Published April 22, 2008
I can't help but wonder how Geraldo Rivera would have handled the release of Attorney General Marc Dann's e-mails, and how much it would have resembled the made-for-TV opening of Al Capone's vault.
I remember watching that 1986 TV special with Geraldo breathlessly offering play-by-play of the opening of Capone's supposedly secret vault — with IRS guys and a medical examiner on scene just in case millions of dollars or millions of bones happened to be in a sealed room in the basement of Chicago's Lexington Hotel.
In the end, there was nothing, which was the case for Monday's release of Dann's e-mails.
I shouldn't say "nothing." There was stuff. There just wasn't the smoking gun journalists were prepped for after two weeks of coverage of the Columbus capers of Dann and the two valley guys he brought with him, Leo Jennings and Anthony Gutierrez.
The whole event has been strange, silly and stunning.
Dann has been the target all along — since he embarrassed the Republicans as a legislator, then won the AG's office. Upon the Democrats being swept into power last year, Dann was the first one projected to topple.
This was the forecast even before he started hiring his staff. His hiring decisions helped mere speculation inch closer to reality.

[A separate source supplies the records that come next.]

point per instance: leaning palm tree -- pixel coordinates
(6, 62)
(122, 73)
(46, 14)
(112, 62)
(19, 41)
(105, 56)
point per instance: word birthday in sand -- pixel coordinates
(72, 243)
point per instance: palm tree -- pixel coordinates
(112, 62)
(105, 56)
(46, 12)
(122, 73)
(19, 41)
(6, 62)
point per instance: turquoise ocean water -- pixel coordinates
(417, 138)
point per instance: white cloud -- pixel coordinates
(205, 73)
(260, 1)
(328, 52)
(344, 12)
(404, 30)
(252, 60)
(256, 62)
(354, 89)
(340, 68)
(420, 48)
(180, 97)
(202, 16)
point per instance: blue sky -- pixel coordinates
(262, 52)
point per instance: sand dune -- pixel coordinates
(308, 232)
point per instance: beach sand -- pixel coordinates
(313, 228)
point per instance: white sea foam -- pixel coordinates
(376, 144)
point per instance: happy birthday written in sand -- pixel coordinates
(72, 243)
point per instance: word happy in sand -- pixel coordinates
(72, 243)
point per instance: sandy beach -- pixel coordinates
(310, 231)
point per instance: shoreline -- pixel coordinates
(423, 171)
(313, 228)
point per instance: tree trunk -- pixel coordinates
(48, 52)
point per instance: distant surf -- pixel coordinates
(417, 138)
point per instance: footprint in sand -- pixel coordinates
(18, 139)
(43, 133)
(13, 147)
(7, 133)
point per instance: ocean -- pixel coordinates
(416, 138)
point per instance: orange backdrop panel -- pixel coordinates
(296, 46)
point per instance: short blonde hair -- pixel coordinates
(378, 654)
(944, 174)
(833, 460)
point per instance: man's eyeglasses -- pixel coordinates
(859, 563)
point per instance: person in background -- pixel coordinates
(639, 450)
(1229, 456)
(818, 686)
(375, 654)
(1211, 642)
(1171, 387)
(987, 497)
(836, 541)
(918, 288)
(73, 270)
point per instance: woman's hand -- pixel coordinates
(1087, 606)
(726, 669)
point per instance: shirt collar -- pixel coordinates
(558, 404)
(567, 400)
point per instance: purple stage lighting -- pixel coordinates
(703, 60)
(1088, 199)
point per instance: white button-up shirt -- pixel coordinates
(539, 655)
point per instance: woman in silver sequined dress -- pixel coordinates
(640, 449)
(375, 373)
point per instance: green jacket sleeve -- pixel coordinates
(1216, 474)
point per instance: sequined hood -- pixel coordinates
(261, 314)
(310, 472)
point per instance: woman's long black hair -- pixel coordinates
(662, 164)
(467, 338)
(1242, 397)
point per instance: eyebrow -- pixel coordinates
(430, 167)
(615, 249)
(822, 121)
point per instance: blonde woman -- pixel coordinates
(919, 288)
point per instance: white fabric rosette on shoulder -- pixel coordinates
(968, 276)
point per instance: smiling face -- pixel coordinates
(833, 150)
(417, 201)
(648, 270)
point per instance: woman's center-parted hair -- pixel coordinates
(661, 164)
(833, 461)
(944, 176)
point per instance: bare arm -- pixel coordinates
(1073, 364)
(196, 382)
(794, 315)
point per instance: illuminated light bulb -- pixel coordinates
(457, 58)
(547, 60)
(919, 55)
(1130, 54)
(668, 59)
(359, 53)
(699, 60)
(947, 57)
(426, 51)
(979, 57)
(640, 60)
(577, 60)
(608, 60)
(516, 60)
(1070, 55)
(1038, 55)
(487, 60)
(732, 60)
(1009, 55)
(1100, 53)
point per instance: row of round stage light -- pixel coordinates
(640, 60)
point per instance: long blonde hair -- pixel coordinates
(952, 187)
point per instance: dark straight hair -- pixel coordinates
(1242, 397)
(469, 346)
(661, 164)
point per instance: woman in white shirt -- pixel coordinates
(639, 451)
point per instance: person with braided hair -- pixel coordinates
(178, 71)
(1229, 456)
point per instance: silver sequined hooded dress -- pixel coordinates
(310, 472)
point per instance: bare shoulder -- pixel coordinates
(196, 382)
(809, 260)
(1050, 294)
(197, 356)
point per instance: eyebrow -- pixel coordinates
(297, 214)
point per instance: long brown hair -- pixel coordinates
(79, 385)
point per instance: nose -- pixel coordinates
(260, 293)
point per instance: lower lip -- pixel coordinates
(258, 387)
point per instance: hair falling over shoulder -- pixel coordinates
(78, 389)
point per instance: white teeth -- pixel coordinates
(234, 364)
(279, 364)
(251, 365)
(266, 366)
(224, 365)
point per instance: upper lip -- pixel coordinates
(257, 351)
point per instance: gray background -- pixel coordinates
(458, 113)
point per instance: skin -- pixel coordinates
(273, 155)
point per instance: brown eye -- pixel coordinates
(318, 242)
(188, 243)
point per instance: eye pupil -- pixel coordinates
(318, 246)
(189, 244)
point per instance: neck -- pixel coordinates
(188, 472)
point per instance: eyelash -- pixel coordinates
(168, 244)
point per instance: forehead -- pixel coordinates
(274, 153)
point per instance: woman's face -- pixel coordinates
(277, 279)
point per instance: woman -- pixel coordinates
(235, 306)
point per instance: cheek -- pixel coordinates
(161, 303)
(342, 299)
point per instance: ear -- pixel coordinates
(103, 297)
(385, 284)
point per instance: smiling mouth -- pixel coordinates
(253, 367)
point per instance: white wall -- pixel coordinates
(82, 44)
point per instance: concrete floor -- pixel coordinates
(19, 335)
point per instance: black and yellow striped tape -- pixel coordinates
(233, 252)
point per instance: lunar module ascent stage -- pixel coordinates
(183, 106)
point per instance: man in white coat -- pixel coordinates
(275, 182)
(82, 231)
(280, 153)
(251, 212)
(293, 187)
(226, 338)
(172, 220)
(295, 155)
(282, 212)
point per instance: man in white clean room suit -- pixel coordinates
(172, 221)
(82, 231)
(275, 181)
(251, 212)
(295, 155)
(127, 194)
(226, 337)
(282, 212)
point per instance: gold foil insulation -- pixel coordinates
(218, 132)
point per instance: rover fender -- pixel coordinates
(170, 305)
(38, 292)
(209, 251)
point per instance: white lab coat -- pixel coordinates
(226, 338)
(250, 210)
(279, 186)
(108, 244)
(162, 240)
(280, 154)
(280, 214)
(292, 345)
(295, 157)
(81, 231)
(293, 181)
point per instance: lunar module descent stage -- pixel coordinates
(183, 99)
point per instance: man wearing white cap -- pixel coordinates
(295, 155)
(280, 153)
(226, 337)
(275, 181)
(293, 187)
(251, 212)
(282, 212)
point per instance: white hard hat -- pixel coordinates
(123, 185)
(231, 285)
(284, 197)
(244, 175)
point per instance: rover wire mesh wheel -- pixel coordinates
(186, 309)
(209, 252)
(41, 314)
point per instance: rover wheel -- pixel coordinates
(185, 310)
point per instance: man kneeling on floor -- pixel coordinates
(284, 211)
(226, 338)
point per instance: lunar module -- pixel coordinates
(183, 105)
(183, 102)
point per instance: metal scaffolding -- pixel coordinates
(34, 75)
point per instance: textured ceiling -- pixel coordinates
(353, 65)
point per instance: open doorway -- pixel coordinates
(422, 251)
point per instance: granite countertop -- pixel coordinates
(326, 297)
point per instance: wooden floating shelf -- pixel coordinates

While hunting for Dann, what foes bumped into was Gutierrez tanking it up with women nearly half his age, allegedly pressuring them for payback sex, and smashing an AG vehicle. They got pizza parties at the condo with woozy staffers and unbuttoned pants. And they found Jennings doing something no official can describe – yet. The debacle will leave Gutierrez and Jennings jobless, if you believe the chatter.
And it leaves a dodging Dann — live and in technicolor — doing the political dance of his life.
In the two weeks this affair has gone on, the chatter and rumors have been nonstop. Most days, it's centered on Dann and what his e-mails may or may not show once they’re released. He was going to resign; he wasn't going to resign; they had sex; they were just flirting; he's confident; he's despondent; it's up to his wife; it's his call.
When Dann wasn't the news, updates arrived about questionable incidents and records of Gutierrez, Jennings and other AG hires.
And this went on for 10 days or so. It built up to last Friday’s planned release of Dann's e-mails by his own office staff. An early Friday release became a late Friday release. Then it was to be a Saturday release. It was then moved to Monday. All day Monday went into Monday evening. Then there were so many e-mails, it needed to be on three CDs instead of the planned two.
All of this ...
And we basically got three months worth of sophomoric e-mails between the lead law enforcement officer in Ohio and his tempermental aide who barks at Dann like Flo barked at Mel on "Mel's Diner."
It wasn't sexy. It was stupid. Dann should be embarrassed for his excessive high-school like exchanges with a staffer. He should have equal embarrassment for his hirings. He arrogantly pledged to manage the office like never before, then hired the very people who could turn a pizza party into a political problem.
And the whole two-week soap opera-like drama only leaves you to wait for what's next. It's like Ohio's version of "Speed" with Dann a more robust Keanu Reeves and a climax that just leads to yet another climax.
There will be more this week or next.
An investigation is wrapping up of the harassment allegations against Gutierrez that started this mess. From that, we will finally learn the fate of Gutierrez and Jennings. We're also told Dann will have a press conference to address all of this after two weeks of "no comments."
I don't think the last scene has been written, yet. And it likely won't be for awhile.